There have been discussions nationwide about whether or not a monster hit by South Carolina's Jadeveon Clowney on Michigan's Vincent Smith in last season's Outback Bowl would have been illegal under the updated rule.
Eliot said that is discouraging, especially from his perspective.
"There's going to be a lot of play on defense where there's nothing the defensive player can do," Eliot said. "You know, two guys run into each other and one is going backward and the one going backward is an offensive player, so now the defensive guy targeted.

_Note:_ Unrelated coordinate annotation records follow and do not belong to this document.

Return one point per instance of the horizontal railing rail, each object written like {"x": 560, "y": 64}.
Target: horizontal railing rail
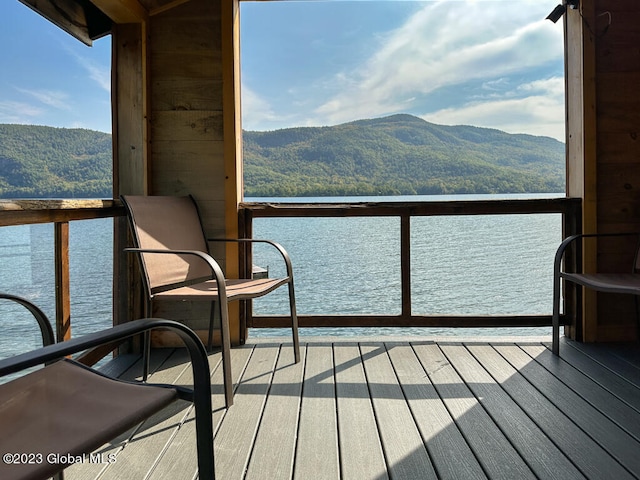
{"x": 569, "y": 208}
{"x": 59, "y": 212}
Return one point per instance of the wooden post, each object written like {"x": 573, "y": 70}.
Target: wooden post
{"x": 405, "y": 264}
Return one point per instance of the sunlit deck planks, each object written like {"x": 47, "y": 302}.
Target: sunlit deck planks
{"x": 379, "y": 409}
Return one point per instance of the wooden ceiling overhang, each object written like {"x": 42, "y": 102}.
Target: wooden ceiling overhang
{"x": 88, "y": 20}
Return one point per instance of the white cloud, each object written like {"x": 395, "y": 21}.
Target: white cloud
{"x": 51, "y": 98}
{"x": 18, "y": 112}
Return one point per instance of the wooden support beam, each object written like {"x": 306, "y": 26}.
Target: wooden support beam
{"x": 123, "y": 11}
{"x": 81, "y": 19}
{"x": 63, "y": 295}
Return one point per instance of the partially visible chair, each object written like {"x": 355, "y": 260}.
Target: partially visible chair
{"x": 626, "y": 282}
{"x": 66, "y": 410}
{"x": 46, "y": 330}
{"x": 176, "y": 265}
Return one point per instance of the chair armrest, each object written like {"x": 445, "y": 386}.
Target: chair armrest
{"x": 277, "y": 246}
{"x": 197, "y": 354}
{"x": 46, "y": 330}
{"x": 218, "y": 275}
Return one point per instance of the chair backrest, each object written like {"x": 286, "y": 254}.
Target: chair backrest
{"x": 167, "y": 223}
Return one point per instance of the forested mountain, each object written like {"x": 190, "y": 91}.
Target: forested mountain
{"x": 47, "y": 162}
{"x": 400, "y": 154}
{"x": 396, "y": 155}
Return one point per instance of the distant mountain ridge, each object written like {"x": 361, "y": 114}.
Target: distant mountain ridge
{"x": 399, "y": 155}
{"x": 48, "y": 162}
{"x": 395, "y": 155}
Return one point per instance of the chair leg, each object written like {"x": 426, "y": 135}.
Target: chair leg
{"x": 294, "y": 322}
{"x": 212, "y": 318}
{"x": 223, "y": 310}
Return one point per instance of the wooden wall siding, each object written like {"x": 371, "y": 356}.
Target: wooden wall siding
{"x": 618, "y": 150}
{"x": 186, "y": 121}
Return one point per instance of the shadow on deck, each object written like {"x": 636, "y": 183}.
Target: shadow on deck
{"x": 382, "y": 408}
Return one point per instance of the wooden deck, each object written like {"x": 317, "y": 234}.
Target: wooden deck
{"x": 402, "y": 410}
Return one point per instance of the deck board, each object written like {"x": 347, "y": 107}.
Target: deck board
{"x": 406, "y": 454}
{"x": 476, "y": 363}
{"x": 398, "y": 408}
{"x": 317, "y": 453}
{"x": 362, "y": 455}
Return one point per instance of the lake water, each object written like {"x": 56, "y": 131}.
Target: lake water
{"x": 500, "y": 264}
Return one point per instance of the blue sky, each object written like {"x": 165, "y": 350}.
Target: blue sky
{"x": 495, "y": 64}
{"x": 488, "y": 63}
{"x": 50, "y": 78}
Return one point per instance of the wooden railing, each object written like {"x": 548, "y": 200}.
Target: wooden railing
{"x": 60, "y": 213}
{"x": 569, "y": 208}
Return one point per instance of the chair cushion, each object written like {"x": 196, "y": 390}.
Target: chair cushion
{"x": 68, "y": 409}
{"x": 607, "y": 282}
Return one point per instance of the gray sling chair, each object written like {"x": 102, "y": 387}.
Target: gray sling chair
{"x": 174, "y": 259}
{"x": 626, "y": 282}
{"x": 66, "y": 410}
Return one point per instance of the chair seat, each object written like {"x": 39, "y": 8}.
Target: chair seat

There's a lot we can't do, but we're going to adjust as best we can to try to handle the new rule."
Defensive line U?
It was hard to miss them at the women's clinic on Saturday morning.
New freshman defensive linemen Regie Meant (6-foot-5, 275 pounds) and Jason Hatcher (6-3, 250) were men among boys even though they both just graduated high school a few months ago.
They've drawn the eye of their new coordinator as well.
When asked Friday about what freshmen he thought could help UK's defense right away, Eliot specifically mentioned hearing good things about cornerback Jaleel Hytche and those two linemen: "Jason Hatcher's been doing some good things; I've heard good things on Regie Meant. A lot of those guys have had great summers.
"I'm hoping we can get some development out of those guys in training camp and they can help us in the fall."
It was quite a change from what former UK coach Phillips was talking about just two summers ago. He was specifically discussing UK's need to "grow" defensive linemen like Collins Ukwu who arrived on campus a scrawny 200 pounds and trained to put on 60-plus pounds of muscle by his senior season.
"We've been a place that has had to grow and project defensive linemen," Phillips said at the time.
He lamented that "all the great defensive linemen migrate to the same places" and that it wasn't usually Kentucky.
Made me wonder if UK has now become one of those places with 2014 commitments from linemen like Cory Johnson (6-3, 295-pound four star), Adrian Middleton (6-4, 275-pound three star), Tymere Dubose (6-6, 265-pound three star) and Denzel Ware (6-1, 241-pound three star).